Selain menyurati Presiden Jokowi, Apindo juga menyampaikan permasalahan terkait PKPU dan pailit sekaligus mengadakan pertemuan informal ke Direktorat Jenderal Administrasi Hukum Umum (Ditjen AHU) Kementerian Hukum dan HAM.
“Surat kepada Presiden Jokowi sudah kami kirimkan, kurang lebih isinya seperti penjelasan kami tadi, sekarang masih menunggu respons dari pemerintah. Kami juga menyampaikan permasalahan terkait PKPU dan pailit ke Ditjen AHU Kumham, pertemuan informal sudah terjadi, kalau resmi sedang menunggu respons dari pemerintah,” kata Hariyadi dalam konferensi pers Selasa (7/9).
Peningkatan permohonan PKPU dan pailit yang cukup signifikan di sejumlah pengadilan niaga menjadi alasan di balik usulan moratorium yang diusulkan oleh Apindo. Hariyadi menilai tujuan permohonan PKPU di masa pandemi Covid-19 sudah tidak sejalan dengan semangat UU No.37 Tahun 2004 tentang PKPU dan Kepailitan (UU Kepailitan).

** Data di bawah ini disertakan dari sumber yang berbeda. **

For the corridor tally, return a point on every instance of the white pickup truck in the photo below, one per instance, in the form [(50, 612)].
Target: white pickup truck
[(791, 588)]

Di sisi lain, lanjutnya, beberapa kelemahan dalam UU Kepailitan, seperti tidak adanya syarat jumlah utang, kreditur memiliki hak untuk mengajukan PKPU, gugatan yang bisa dilakukan berulang-ulang (tidak berlaku asas nebis in idem), sistem voting yang tidak proporsional, termasuk fee pengurusmembuat dunia usaha mengalami tekanan di saat terjadinya krisis sepanjang pandemi Covid-19.

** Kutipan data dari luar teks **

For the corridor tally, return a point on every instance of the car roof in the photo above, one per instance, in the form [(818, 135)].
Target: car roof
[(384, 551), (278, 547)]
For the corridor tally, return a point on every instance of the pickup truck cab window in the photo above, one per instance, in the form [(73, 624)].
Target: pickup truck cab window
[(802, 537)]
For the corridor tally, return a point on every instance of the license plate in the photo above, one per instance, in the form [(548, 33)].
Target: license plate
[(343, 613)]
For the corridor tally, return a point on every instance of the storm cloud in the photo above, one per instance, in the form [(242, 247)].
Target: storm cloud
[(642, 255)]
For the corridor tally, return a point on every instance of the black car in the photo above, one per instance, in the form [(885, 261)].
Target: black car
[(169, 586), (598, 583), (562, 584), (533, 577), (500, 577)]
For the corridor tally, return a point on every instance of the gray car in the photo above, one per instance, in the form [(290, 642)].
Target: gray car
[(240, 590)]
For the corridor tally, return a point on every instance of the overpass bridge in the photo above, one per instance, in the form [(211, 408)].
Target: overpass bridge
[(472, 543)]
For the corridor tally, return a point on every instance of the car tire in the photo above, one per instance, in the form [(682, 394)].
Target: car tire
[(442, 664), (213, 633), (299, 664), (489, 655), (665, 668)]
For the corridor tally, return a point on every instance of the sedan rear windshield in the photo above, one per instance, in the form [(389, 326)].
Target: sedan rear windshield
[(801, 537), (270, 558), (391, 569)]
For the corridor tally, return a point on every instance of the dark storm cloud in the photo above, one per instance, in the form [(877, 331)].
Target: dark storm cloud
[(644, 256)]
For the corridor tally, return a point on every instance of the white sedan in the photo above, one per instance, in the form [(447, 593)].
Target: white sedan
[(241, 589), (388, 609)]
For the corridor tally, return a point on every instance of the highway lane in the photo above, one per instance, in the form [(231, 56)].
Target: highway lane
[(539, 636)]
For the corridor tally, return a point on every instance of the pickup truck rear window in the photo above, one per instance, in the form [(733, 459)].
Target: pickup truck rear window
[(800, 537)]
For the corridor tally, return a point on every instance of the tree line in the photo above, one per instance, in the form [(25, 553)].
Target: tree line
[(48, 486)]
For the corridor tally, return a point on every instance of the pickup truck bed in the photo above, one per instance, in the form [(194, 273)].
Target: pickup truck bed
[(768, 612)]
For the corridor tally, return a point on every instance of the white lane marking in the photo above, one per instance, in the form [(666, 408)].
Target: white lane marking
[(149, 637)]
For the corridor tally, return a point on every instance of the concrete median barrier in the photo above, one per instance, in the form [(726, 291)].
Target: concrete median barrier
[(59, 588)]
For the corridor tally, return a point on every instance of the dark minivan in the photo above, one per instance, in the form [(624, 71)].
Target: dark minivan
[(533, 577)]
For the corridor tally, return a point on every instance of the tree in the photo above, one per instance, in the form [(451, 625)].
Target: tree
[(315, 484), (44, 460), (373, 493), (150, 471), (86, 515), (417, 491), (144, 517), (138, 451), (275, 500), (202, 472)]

Sehingga banyak pengajuan PKPU dan pailit tidak bertujuan untuk melakukan restrukturisasi atau menyehatkan perusahaan, namun justru membuat perusahaan mengalami kesulitan. “Yang kami lihat pengajuan PKPU dan pailit sudah dalam kondisi tidak menyehatkan perusahan, tapi malah berujung pailit. Padahal maksud tujuan PKPU memberikan hak kepada debitur mengalami kesulitan untuk dapat meminta PKPU, namun dalam perjalanan hal tersebut berujung pada pailit,” jelasnya.
Hariyadi mengakui momentum untuk moratorium PKPU dan pailit terlambat untuk diterapkan di Indonesia, namun Perppu tersebut tetap diperlukan untuk memberikan kepastian usaha di tengah krisis pandemi Covid-19. Selain memberlakukan moratorium, Hariyadi juga berharap Perppu memberikan peluang untuk mengajukan upaya hukum lanjutan terhadap perusahaan sehat yang terlanjut di PKPU ataupun pailit.

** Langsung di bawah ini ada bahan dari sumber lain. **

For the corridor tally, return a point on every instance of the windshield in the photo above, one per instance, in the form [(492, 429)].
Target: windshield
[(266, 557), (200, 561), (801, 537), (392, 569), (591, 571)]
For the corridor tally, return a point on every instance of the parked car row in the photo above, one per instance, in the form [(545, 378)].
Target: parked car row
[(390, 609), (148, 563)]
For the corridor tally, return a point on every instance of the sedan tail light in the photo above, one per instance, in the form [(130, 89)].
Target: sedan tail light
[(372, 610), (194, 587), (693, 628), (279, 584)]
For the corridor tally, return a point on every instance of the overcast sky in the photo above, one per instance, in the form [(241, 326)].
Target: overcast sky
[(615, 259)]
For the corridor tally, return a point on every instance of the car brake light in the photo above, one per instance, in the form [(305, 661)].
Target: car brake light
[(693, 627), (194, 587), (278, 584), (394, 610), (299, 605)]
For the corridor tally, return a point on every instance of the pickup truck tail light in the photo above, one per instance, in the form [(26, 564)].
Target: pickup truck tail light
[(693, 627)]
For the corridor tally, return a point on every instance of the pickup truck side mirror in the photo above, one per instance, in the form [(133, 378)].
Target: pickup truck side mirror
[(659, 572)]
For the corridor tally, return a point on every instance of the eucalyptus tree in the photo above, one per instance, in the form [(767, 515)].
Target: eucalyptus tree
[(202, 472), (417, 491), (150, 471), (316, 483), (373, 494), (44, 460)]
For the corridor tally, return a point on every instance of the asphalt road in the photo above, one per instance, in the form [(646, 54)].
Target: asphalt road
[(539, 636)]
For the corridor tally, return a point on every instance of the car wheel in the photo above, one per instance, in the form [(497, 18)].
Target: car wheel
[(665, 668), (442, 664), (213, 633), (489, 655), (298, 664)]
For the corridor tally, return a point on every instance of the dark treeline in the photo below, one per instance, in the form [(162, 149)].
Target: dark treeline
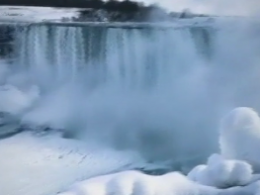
[(111, 5), (101, 10)]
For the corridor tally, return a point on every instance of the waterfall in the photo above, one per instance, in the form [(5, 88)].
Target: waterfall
[(130, 58), (156, 90)]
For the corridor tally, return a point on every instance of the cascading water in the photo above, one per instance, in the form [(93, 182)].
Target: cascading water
[(128, 87), (154, 90)]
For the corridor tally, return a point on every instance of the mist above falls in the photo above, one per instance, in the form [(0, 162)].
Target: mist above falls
[(160, 91)]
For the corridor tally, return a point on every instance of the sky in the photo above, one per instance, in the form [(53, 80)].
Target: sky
[(216, 7)]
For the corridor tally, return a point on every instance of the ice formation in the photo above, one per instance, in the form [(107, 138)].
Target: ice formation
[(52, 163), (240, 136), (222, 173)]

“Telat apa enggak, dengan 1.200 kasus PKPU dan pailit sebenarnya sudah telat, makanya di dalam Perppu nanti diharapkan diberikan peluang kepada debitur untuk melakukan upaya hukum, jadi perusahaan sehat yang di PKPU dan pailit bisa mengajukan upaya hukum PK ke MA. Ternyata UU Kepailitan banyak kelemahan, kalau sudah begini sudah memenuhi unsur kedaruratan, kalau dibiarkan moral hazard akan subur. Ini akan ada pihak-pihak tertentu mengambil keuntungan baik kreditur maupun debitur,” papar Hariyadi.